As mulheres também não deixavam por menos e passavam boa parte da tarde do sábado nos salões de beleza da Mariazinha, Suzette, Célia, Hermínia, Meme e do badalado Henrique, na Avenida Vautier, considerado o mais chique do pedaço, além de outros. No início dos anos 50, surgiu o Mulsified, o primeiro xampu perfumado, respaldado por intensa propaganda, cujo jingle as rádios não paravam de tocar: Mulsified xampu perfumado/ deixa os cabelos sedosos/ pra melhor penteado/ Mulsified xampu perfumado!” Geralmente, porém, os cabelos eram lavados com sabonete – Lux e Palmolive eram os mais usados. Além de colocar as fofocas em dia, as mulheres deixavam os salões completamente renovadas e cheias de glamour, por conta da maquiagem à base de de pó-de-arroz, rouge ou pancake no rosto, rímel nos cílios e sombra nos olhos – para alegria dos homens.

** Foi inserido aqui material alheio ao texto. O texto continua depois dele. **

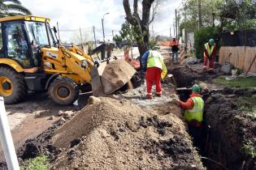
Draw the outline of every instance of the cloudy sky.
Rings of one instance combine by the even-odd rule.
[[[181,0],[162,0],[158,14],[153,23],[154,34],[170,34],[172,29],[175,9],[180,6]],[[102,18],[105,15],[104,28],[106,40],[112,39],[119,32],[124,22],[125,13],[123,0],[20,0],[33,15],[51,19],[51,25],[59,22],[61,39],[70,41],[71,36],[78,34],[80,28],[86,32],[87,39],[93,39],[93,26],[95,27],[97,40],[102,40]],[[132,4],[133,1],[130,1]],[[150,31],[152,25],[150,26]],[[173,30],[171,30],[173,34]]]

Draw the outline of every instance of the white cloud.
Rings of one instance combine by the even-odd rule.
[[[158,9],[158,15],[154,22],[156,32],[169,35],[169,26],[174,18],[174,11],[181,0],[166,0]],[[122,0],[21,0],[34,15],[51,19],[51,25],[59,22],[63,31],[79,28],[89,30],[93,38],[93,26],[96,28],[98,40],[102,40],[102,18],[105,15],[104,28],[106,39],[111,39],[112,30],[117,33],[124,22],[125,13]],[[131,1],[132,3],[132,1]],[[168,25],[169,24],[169,25]],[[70,40],[72,32],[61,32],[62,39]],[[66,38],[64,38],[66,37]]]

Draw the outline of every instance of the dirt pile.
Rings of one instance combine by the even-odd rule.
[[[183,122],[126,101],[91,98],[54,132],[54,169],[202,169]]]
[[[228,169],[256,169],[256,91],[225,87],[210,93],[206,94],[205,128],[210,127],[206,155]],[[220,168],[212,164],[207,168]]]
[[[136,73],[135,69],[124,60],[107,64],[101,76],[104,92],[111,94],[126,84]]]
[[[193,72],[189,68],[179,66],[174,69],[168,70],[168,73],[172,74],[177,87],[190,87],[190,86],[197,81],[211,80],[219,76],[219,74],[202,73],[201,70],[197,73]]]

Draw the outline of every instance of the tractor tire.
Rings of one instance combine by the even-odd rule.
[[[92,91],[93,89],[92,89],[92,85],[89,84],[89,83],[87,83],[87,84],[83,84],[80,87],[80,90],[82,91],[82,92],[89,92],[89,91]]]
[[[70,105],[79,96],[79,86],[70,78],[57,78],[50,85],[48,95],[56,104]]]
[[[17,104],[28,94],[25,79],[21,74],[6,66],[0,66],[0,96],[7,104]]]

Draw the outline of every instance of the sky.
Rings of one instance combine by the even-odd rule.
[[[173,35],[175,9],[180,6],[181,0],[162,0],[157,15],[153,22],[154,35],[170,35],[170,27]],[[79,38],[79,30],[82,37],[93,40],[93,26],[95,27],[97,40],[102,40],[102,19],[104,17],[106,40],[112,40],[118,34],[125,21],[123,0],[20,0],[22,5],[29,9],[33,15],[43,16],[51,19],[51,26],[59,23],[60,37],[63,41],[70,42]],[[130,1],[131,5],[133,0]],[[132,6],[131,6],[132,7]],[[150,30],[152,33],[152,24]]]

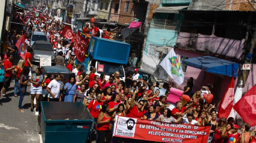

O programa de sábado à noite era variado e incluía cinema, baile, festinhas de aniversário e de casamento, quermesses e o footing sempre concorrido da Avenida Celso Garcia e do Larguinho Santo Antônio. Depois da paquera, dependendo da hora, dava-se uma passada pelo bar para bater papo e comer bauru, churrasco, misto quente ou americano. Muitas famílias aproveitavam o sábado para saborear, em casa, as pizzas assadas no forno de lenha, que mandavam buscar no Mário Lamana, na Padaria Brasil ( dos irmãos Vicente, Mingo e Ângelo Tempone), na Balneária, na Flor de Liz e no Gato Preto. Ou, então, iam ao Restaurante Santos, ao Jardim Toscano, ao São Paulo Moderno, ao La Bambolina ( na Rua João Teodoro, encostado ao Cine Rialto) , ao Restaurante Rialto ou ao Bar Azul. Opções não faltavam, principalmente para as famílias mais abastadas. Domingo era um dia recheado de programas, em que o macarrão da mamma, com molho de tomate feito em casa, cozido e esmagado na peneira – um orgulho para os descendentes de italianos – tinha presença assegurada. Os demais itens da programação dominical incluíam desde pescarias ( na represa Billings ou, então, na lagoa do Canindé, ali mesmo, no bairro) , torneio de baralho e dominó, jogos de futebol ( profissional e varzeano ) até cinemas e teatro. No Colombo, que ficava no Largo da Concórdia e foi destruído por um incêndio em 1966, o comediante Nino Nello apresentou durante muitos anos o seu espetáculo, com sessões sempre concorridas. Quem tinha televisão – e eram poucos – via o Circo do Arrelia pela TV Record, antes do futebol, com jogos transmitidos ao vivo do Pacaembu sempre lotado. Quem não tinha TV, dava um jeito de ser convidado para ver o jogo. Eram os televizinhos. Mediante o consumo de uma cerveja, alguns bares permitiam que os fregueses vissem o jogo. Era o caso do Gato Preto, do Jorge Português ( Rio Bonito com Conselheiro Dantas ) e do Bar da Televisão, na Paganini com Itaqui.
Para os mais jovens , vemos na foto , um sonho de consumo de muita gente nos anos 50,
uma rádio vitrola . Na parte inferior do móvel, lugar para guardar os discos.